Accueilli avec modération pour ne pas dire déception lors de sa présentation à Cannes, disons que la nouvelle proposition de l’homme derrière tous les Mad Max, incluant son brillant Fury Road, est encore une fois loin d’être adressée à tous. Néanmoins, aussi gros peut-il sembler, disons que cet effort régulièrement impressionnant est également encore un témoignage évident des thématiques et intérêts chers au cœur de Miller.
Ainsi, si certains préfèrent surtout miser sur les mémorables séquences d’action qu’il a su offrir par le passé comme association à l’homme, voilà un cinéaste qui a toujours eu à cœur l’humanité de ses personnages, tout en ne négligeant jamais l’importance de la fantaisie et des cœurs d’enfant. C’est peut-être moins évident dans certains de ses long-métrages, mais il ne faut jamais oublier qu’on lui doit également la suite de Babe, tout comme les deux films d’animation Happy Feet.
Ici, pas d’animaux parlants et, s’il peut sembler difficile de décrire ou aborder la proposition (comme semblent en faire foi les campagnes promotionnelles), c’est au contraire un film très simple.
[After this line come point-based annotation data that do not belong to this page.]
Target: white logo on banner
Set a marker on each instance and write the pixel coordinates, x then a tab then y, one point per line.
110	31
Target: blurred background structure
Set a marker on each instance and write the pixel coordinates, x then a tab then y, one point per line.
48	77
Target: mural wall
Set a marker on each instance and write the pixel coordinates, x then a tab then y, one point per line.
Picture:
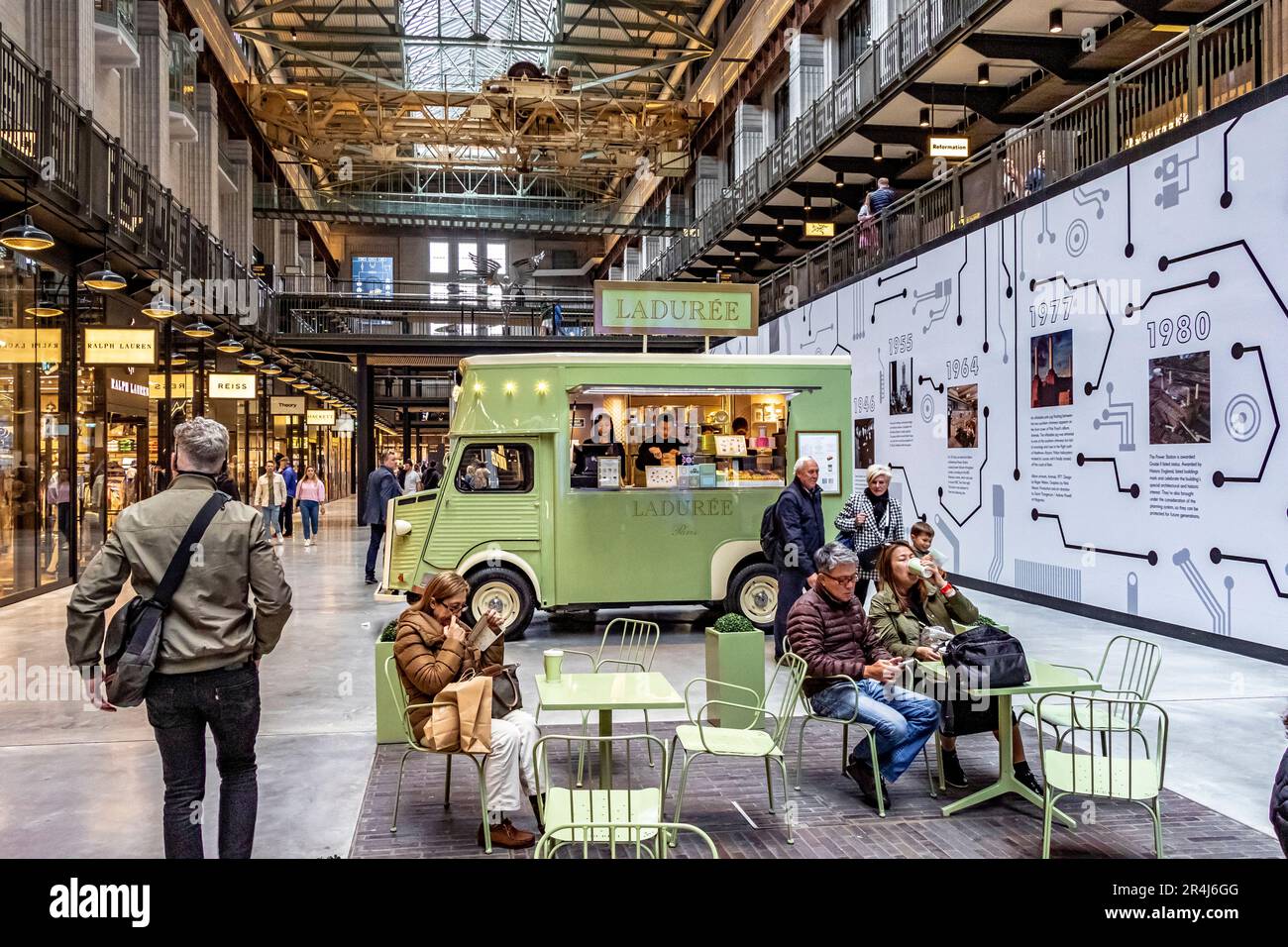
1081	397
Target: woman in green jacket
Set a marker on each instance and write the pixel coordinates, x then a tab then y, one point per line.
903	605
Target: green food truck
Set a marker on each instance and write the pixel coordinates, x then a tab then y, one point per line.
601	480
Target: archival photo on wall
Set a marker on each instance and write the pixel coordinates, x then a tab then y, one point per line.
1180	399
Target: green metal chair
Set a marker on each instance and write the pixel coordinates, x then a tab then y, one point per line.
1128	668
748	742
404	709
632	650
599	810
1113	774
636	834
807	715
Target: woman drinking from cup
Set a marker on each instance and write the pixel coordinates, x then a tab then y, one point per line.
915	594
432	651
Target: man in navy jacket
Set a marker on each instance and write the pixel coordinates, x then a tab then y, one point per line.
381	487
800	525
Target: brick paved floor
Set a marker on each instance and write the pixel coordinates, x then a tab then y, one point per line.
832	821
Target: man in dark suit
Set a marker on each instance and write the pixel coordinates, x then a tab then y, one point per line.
381	487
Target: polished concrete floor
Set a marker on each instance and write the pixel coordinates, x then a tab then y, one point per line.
77	783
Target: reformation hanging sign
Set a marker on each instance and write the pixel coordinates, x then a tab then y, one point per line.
31	346
180	385
120	346
232	386
675	308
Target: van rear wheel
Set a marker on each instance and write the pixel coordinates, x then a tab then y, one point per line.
503	591
754	594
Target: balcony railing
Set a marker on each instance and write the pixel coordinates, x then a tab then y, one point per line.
832	116
1232	53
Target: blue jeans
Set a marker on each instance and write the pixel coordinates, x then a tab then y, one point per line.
309	517
180	706
903	720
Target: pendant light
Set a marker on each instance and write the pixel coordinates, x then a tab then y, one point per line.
26	236
104	279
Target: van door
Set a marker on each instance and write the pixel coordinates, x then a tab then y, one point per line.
489	499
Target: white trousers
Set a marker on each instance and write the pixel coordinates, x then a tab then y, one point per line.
510	777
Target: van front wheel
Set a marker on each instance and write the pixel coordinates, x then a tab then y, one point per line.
754	592
503	591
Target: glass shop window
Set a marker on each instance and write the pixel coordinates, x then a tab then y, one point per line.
494	470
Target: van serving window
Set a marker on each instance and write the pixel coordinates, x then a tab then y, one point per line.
494	470
669	437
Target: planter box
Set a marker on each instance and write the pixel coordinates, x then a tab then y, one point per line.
387	725
735	657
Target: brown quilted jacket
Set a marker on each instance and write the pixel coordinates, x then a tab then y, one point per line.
832	637
428	661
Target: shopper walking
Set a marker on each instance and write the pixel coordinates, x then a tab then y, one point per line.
310	493
291	478
799	512
269	496
381	487
207	665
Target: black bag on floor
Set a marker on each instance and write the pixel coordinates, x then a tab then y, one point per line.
134	634
990	654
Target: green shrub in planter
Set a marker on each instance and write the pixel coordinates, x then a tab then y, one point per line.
733	624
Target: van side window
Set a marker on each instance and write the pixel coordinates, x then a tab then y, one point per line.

Oui, il va dans toutes les directions imaginables et le savoir-faire, tout comme l’imaginaire éclaté du cinéaste, font un usage gagnant du livre The Djinn in the Nightingale’s Eye de A. S. Byatt, mais on ne perd jamais le focus des deux protagonistes du récit, incarné avec dévouement par les brillants Tilda Swinton et Idris Elba, respectivement une intellectuelle solitaire et un djinn nouvellement libéré prêt à réaliser trois vœux en signe de reconnaissance.
Voilà une prémisse qui ne brille pas par son originalité, l’histoire du génie dans la bouteille étant vieille comme le monde. Pourtant, l’approche a ici sa raison d’être, puisqu’en plus de s’intéresser à des réflexions méta sur le sujet (le personnage d’Alithea est expert en narratologie), on en profite pour miser gros sur le pouvoir de raconter, mais aussi de celui du cinéma qui émerge avec flamboyance dans la majorité des plans mis en images par un John Seale particulièrement inspiré, sorti encore une fois spécialement de sa retraite pour renouer avec le réalisateur qui lui a permis d’obtenir sa cinquième nomination aux Oscars. Il y a aussi le lien indissociable qui se tissera peu à peu entre les deux personnages, au fur et à mesure qu’ils apprendront à se connaître autour de longues discussions.
Film riche en prouesses, certains se sentiront envahis et étourdis par l’omniprésence des effets spéciaux mené tambour battant à coups de fortes transitions, mais ceux qui s’y abandonneront, auront droit à tout un festin visuel qui en met décidément plein les yeux.
À l’instar des premières répliques, le film demande certainement un effort des spectateurs, comme c’est généralement le cas avec tout ce qui a trait à la fantaisie. On ne peut pas s’attendre à ce que tous tombe sous le charme de cette réflexion par moment existentialiste sur la force positive ou négative des souhaits (surtout ceux qui se réalisent), mais il semble pourtant si simple de craquer pour le cœur qui bat sans cesse derrière toute la production.
Conçu avec un amour évident du medium, de l’art en général et de tout ce qu’il semble toucher, le nouveau film de Miller confirme que les Australiens ont une visions grandiloquente du cinéma qui sait mettre côte à côte la notion de spectacle et le regard humain, comme vient d’en refaire foi Baz Luhrmann et son unique Elvis.
Certes, face à la durée modeste de moins de deux heures d’un film qui veut pourtant couvrir plus de 3000 ans d’histoire (plus ou moins), on pourra sentir que la deuxième moitié sera plus précipitée et peut-être un brin moins convaincante que sa première. La voie qu’on décide d’emprunter paraît un peu trop simple à première vue, ce qui n’empêchera pas le film d’hanter bien longtemps après l’écoute et de prouver que c’est en fait la seule option possible, à l’image du très beau titre français : trois milles ans à t’attendre.
On répète donc que Three Thousand years of Longing ne plaira décidément pas à tous, la naïveté et la beauté étant mis au-devant du reste, mais à ceux qui voudront s’abandonner dans son univers de charmes et de talent, ils auront droit à toute une merveille.
7/10
Three Thousand Years of Longing prend l’affiche en salle ce vendredi 26 août. Plusieurs représentations ont lieu ce jeudi.